Public cloud services revenue in India is projected to total $2.4 billion in 2019, an increase of 24.3 per cent from 2018, according to Gartner.
India ranks among the nine countries whose growth rate will be higher than the global average growth rate (16 per cent).
India is also on track to record the third-highest growth rate in 2019 after China (33 per cent) and Indonesia (29 per cent), taking into consideration that its (India’s) revenue base is much smaller than the mature markets.
“The shift from the ‘cloud first’ to the ‘cloud only’ model is pushing organisations in India to increase their spending on public cloud services to advance their digital business initiatives,” said Sid Nag, research vice-president at Gartner.
Although India’s revenue will represent only 1.2 per cent of the global public cloud services in 2019, the growth will largely be driven by investments of enterprises in increasing data analytics.
While all the top Indian large-cap and mid-cap IT providers currently have partnerships with the top public cloud providers like Amazon Web Services, Microsoft Azure and Google Cloud, analysts have noted that a few companies or partnerships offer a differentiated offering right now. However, the market will mature further.
Cloud application services or software as a service (SaaS) will be the fastest-growing market segment in India in 2019, accounting for nearly half of the total public cloud services revenue year over year. SaaS revenue is estimated to grow 23 per cent in 2019 to $1.15 billion. It is followed by a cloud system infrastructure services (Iaas) spending, which is estimated to grow 22 per cent in 2019.
Among the high profile M&As in this space include Salesforce’s acquisition of Tableau in a $15 billion deal, Google’s acquisition of Looker and Pegasystem’s acquisition of Infruid Labs. The growth of SaaS spending is fuelled by increased end-user spending on customer relationship management (CRM), as organisations in India move away from commercial off-the-shelf and licence-based on-premises software to a subscription-based SaaS model to gain agility, innovation and cost efficiency.
CRM growth is also driven by the need for businesses to utilise their customer data to drive sales based on past behavior and an increasing access to online presence of Indian consumers.
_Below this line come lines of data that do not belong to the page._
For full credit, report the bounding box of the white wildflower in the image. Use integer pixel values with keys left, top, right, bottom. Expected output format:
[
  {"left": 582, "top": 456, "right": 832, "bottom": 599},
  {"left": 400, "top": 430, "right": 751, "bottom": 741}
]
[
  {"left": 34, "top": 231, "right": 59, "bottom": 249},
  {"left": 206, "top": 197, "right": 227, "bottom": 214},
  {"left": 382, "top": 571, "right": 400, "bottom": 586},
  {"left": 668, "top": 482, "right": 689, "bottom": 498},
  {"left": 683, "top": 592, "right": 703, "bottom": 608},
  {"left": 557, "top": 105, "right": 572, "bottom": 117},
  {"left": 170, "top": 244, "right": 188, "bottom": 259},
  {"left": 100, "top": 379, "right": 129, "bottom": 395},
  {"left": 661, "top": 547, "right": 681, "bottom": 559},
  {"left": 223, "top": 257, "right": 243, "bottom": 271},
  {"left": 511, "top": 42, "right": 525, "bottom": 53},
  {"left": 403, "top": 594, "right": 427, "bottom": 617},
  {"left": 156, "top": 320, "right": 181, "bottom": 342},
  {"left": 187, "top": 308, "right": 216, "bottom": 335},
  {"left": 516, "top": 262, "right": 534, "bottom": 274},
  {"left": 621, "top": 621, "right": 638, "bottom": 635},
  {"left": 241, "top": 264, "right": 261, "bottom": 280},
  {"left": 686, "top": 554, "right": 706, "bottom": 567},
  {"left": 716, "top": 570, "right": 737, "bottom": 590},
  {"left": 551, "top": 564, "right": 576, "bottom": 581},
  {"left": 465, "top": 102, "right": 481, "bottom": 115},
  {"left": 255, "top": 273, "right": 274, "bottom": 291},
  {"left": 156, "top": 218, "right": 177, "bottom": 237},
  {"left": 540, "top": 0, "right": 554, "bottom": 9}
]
Consequently, the move to cloud is also prompting an increase in targeted cyber attacks on Indian organisations. Gartner analysts recommend the use a mix of native and third-party controls. Furthermore, they should use technologies such as web application firewalls (WAFs), cloud access security brokers (CASBs), cloud workload protection platforms (CWPPs) and microsegmentation platforms like go-to options to secure cloud in their organisations.